REGISTO DE IDEIAS E PROJETOS

RG 03 e RG05

RG04 MATRIZ DE IDEIAS E PROJETOS

RG04 CRONOGRAMAS

ID25. 20 de janeiro de 2025, EB
ia.arq: consorcio e plataforma, ID25, PJ13
Organizar um consorcio de empresas e entidades académicas para apresentar uma candidatura aos fundos (SIID empresarial em copromoção) para desenvolver e testar uma plataforma na cloud para arquivos documentais e jornais com uma nova arquitetura IA e recorrendo a agentes de IA para funcionalidades avançadas de procura e investigação.

ID24. 4 de novembro de 2024, AA
Serviço GCV OCR na cloud, II24, PJ12
Uma primeira versao de um aplicativo local para digitalização de documentos usando os serviços avançados da Google Vision via a respetiva API foi desenvolvido no ambito do projeto PJ1 (jornais). Uma comparação recente dos resultados obtidos com o de outras facilidades na cloud mostra o interesse da solução. Pretende-se desenvolver agora a ideia na forma de uma app na cloud e facilmente integrada com serviços como Googler Drive (ou equivalentes).

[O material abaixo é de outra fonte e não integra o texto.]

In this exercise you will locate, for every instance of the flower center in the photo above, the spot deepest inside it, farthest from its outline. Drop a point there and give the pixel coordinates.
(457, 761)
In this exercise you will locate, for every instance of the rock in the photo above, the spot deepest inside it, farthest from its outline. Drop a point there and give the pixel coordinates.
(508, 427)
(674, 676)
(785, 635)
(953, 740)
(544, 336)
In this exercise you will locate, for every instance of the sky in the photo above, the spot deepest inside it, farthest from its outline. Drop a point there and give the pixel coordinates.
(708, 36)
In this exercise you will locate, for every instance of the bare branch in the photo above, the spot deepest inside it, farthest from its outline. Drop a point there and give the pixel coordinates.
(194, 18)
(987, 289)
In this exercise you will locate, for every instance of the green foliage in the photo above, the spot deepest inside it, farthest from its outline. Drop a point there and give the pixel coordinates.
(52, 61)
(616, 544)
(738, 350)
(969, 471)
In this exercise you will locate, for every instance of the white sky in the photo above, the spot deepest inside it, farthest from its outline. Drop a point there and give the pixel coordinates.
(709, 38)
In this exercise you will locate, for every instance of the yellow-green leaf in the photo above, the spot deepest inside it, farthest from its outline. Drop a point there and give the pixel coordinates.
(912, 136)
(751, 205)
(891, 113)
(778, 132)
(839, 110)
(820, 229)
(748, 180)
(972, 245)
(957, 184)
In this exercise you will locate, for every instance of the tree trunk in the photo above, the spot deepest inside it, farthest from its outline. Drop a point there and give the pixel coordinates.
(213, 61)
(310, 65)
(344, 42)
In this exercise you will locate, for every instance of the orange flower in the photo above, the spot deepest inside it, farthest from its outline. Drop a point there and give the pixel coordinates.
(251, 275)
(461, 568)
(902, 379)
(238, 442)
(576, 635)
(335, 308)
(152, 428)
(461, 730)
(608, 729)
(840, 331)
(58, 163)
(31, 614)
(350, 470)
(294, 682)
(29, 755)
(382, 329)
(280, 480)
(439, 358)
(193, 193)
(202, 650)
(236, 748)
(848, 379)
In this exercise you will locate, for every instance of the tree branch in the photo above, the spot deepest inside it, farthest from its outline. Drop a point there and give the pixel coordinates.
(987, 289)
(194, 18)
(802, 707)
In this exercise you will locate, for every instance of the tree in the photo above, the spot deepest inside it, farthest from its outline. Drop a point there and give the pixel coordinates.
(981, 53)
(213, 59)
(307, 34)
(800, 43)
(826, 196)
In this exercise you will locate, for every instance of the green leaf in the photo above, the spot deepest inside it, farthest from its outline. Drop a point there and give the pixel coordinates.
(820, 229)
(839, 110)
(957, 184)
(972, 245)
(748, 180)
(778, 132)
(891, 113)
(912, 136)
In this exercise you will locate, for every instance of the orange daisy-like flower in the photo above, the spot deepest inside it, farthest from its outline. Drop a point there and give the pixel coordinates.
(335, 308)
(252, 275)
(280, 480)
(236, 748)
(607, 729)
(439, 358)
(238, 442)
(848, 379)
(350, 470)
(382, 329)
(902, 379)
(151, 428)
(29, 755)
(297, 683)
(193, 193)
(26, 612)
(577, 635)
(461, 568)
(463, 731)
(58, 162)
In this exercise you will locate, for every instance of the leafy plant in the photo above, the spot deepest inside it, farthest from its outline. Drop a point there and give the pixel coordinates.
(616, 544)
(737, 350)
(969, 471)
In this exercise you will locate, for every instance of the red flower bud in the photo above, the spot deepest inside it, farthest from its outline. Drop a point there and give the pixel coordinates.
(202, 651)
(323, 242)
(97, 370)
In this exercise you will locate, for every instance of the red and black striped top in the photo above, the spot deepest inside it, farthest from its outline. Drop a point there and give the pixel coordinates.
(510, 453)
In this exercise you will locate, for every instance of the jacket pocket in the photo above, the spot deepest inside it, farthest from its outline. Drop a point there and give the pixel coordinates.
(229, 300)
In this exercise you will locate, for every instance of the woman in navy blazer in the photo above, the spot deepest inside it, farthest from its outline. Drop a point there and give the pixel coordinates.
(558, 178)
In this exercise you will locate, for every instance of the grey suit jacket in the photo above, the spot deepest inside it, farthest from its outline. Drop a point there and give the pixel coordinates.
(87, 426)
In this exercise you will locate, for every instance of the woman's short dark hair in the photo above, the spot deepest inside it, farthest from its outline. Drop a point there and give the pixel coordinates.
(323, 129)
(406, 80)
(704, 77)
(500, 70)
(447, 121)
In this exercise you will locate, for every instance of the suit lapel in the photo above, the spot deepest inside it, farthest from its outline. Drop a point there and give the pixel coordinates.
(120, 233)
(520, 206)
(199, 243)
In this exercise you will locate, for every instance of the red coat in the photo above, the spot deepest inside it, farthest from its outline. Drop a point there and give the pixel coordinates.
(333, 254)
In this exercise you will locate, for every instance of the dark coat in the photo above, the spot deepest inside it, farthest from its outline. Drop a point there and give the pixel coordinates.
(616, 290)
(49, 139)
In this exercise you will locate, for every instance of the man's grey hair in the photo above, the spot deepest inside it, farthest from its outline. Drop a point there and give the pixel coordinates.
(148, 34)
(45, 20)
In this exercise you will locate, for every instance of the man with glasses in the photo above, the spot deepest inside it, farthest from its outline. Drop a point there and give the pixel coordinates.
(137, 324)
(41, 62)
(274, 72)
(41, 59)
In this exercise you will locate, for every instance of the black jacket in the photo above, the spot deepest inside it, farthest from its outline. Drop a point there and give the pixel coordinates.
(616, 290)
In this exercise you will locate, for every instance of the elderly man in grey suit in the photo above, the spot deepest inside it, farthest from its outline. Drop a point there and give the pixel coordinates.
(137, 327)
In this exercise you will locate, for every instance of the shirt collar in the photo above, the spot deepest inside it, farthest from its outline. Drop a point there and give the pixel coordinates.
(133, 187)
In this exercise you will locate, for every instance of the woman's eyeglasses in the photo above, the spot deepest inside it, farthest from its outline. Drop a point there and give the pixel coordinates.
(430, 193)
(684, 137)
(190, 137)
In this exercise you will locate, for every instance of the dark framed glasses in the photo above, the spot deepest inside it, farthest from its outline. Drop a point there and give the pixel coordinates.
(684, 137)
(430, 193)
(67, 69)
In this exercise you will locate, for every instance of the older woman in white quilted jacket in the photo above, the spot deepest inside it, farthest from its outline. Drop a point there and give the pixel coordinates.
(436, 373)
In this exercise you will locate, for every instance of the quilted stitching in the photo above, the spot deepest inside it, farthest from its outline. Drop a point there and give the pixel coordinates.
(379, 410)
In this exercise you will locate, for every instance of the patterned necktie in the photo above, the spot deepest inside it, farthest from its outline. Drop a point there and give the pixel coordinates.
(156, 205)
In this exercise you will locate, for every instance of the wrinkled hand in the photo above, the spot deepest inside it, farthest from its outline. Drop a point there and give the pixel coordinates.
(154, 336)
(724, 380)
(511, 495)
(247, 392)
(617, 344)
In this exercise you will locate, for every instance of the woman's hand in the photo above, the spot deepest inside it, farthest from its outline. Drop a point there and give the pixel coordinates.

ID23. 3 de setembro de 2024, EB PROJETO CONCLUIDO
Workflows "low cost" de arquivo e exploração de arquivos documentais históricos, II23,PJ11
As facilidades de arquivo de documentos digitalizados e as facilidades de procura em serviços como o Google Drive e IA abrem novas perpetivas para a investigação em dominios como a historiografia ou em coleções de história natural. Ferramentas adicionais faceis de integrar no ambiente do Google Drive facilitam ainda mais o trabalho de recolha de informação e a transcrição de textos.

ID22. 5 de fevereiro de 2024, EB
Desenvolver programa de digitalização à distancia de fichas de um conjunto distribuido de coleções de história natural, II22
Desenvolvimento de processos low cost e de instalação e operação fácil e rápida para digitalização à distância e visualização online de conteúdos documentais relativos à história natural, em especial fichas de coleções de história natural e fichas bibliográficas (manuscritas ou datilografadas). Instalar uma plataforma online na cloud com facilidades de visualização e procura. Fazer candidatura e organizar consorcio / plano.

ID21. 20 de janeiro de 2024, EB
Geração de dados em formato gbif em fichas de herbário
Desenvolver app com facilidades de geração de quadros em Excel e etiquetas em formato padrão gbif a partir das fichas de herbário transcritas pela plataforma (dados e metadados)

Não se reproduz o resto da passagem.